I was not surprised when audiobooks began to enrich my reading life. I’m reading more. I’m also reading a more eclectic mix of books. I’ve read and enjoyed many books (mostly nonfiction and memoir) that I wouldn’t have finished in print. But I was not prepared for the massive impact audiobooks have had on my life beyond reading. Audiobooks have become so central to the way I experience the world that I can’t now imagine how I functioned without them. Audiobooks have made me happier.

To start with, there are all the little ways they’ve made my life more pleasant. There’s a whole slew of things I used to find moderately annoying that I now find enjoyable, and often actually look forward to—because they are just excuses to read! I listen to audiobooks while folding laundry, making the bed, packing (I recently moved and it was by far the best packing experience of my life, thanks to audiobooks), emptying the dishwasher, putting away groceries. I’ve never completely hated cleaning the kitchen, but these days, I actually revel in it. Scrubbing pots is no longer just a mundane task— it’s story time.

Perhaps the most striking example of this super-annoying-turned-supremely-pleasant phenomenon is traffic. It’s not life-threatening or truly awful, but let’s face it: anyone who deals with traffic on a regular basis complains about it. I used to gripe about traffic as much as anyone. Now all I think when I see a long line of stopped cars in front of me is: Great! More time to read!

But the real magic of audiobooks is that, because of them, I do more of the things I love. Audiobooks have motivated me to carve more space in my life for the things that truly nourish and sustain me.

I live alone, and I love to cook. It used to take an extraordinary effort to get myself to cook dinner. Cooking for friends or baking treats for work is easy. But cooking for yourself gets lonely fast. I ate a lot of fried eggs on toast.

Then along came audiobooks. Suddenly cooking for myself wasn’t lonely anymore. Suddenly I was pouring through cookbooks, planning meals, happily cooking my way through The Goldfinch and H is for Hawk and The Gene. Sometimes I have to stop chopping because I’m crying, or bent over in laugher, or so caught up in the book I forget what I’m supposed to be doing to the carrots. I don’t dread cooking for myself anymore. I look forward to it.

I even have a new morning routine—go on a long walk with the dog, stretch for ten minutes, make tea, cook breakfast, eat breakfast while actually sitting at the table, wash the dishes–all while listening to a book. This simple routine makes an astounding difference in my day. I’ve been trying to get myself to do ten minutes of morning stretches for years! Audiobooks have given me a way to be kinder to myself, to take better care of myself, and to do more of what I love.

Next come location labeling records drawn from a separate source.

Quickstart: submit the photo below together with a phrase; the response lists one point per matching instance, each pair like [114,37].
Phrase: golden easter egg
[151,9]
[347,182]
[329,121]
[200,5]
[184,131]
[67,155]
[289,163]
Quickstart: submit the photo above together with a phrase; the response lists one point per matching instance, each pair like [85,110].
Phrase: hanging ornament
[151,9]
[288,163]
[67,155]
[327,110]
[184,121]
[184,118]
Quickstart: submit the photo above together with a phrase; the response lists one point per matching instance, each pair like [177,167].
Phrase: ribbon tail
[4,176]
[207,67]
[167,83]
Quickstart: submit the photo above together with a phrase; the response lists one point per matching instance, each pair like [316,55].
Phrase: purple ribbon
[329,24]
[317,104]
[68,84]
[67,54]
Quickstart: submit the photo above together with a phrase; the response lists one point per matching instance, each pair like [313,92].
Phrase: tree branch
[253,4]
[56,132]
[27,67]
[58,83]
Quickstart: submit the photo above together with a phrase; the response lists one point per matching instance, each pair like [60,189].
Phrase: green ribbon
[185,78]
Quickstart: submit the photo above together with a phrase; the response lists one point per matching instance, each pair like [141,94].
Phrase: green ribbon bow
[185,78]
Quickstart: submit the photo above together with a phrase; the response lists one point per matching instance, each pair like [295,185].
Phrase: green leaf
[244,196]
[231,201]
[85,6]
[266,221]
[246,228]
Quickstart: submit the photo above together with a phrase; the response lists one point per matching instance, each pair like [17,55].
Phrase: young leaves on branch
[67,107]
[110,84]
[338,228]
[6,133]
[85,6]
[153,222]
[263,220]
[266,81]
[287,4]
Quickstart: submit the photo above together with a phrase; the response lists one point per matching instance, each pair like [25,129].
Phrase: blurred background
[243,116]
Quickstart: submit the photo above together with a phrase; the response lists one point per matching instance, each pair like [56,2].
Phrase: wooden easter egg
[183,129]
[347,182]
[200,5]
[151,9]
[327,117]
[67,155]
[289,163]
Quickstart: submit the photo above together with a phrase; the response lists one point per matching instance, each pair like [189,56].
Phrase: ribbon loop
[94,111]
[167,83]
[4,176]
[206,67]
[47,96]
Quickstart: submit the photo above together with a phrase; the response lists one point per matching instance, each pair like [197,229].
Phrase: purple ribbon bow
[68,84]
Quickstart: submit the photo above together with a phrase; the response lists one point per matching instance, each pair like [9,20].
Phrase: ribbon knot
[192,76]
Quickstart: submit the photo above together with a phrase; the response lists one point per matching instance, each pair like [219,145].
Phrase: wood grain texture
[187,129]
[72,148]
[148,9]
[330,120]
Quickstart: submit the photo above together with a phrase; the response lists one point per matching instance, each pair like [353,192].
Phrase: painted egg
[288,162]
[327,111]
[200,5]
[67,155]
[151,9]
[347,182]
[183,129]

Audiobooks have impacted my life in profound and glorious ways. But the very best thing about audiobooks is this: settling down on a winter afternoon, with a cup of tea and a plate of cookies, to listen to a book while doing a jigsaw puzzle. Puzzles are my go-to comfort. I love the tactile satisfaction of the pieces, and the way my brain stills as my hands work. I didn’t think the experience of doing a puzzle could get any better until I did one while listening to a book. It is, for me, sublime pleasure. It is perfect. It is joy and delight and coziness embodied. This may be a small and simple thing, but it is a small and simple thing I love. This new happiness, a magic made possible by audiobooks—this is the greatest gift they’ve given me.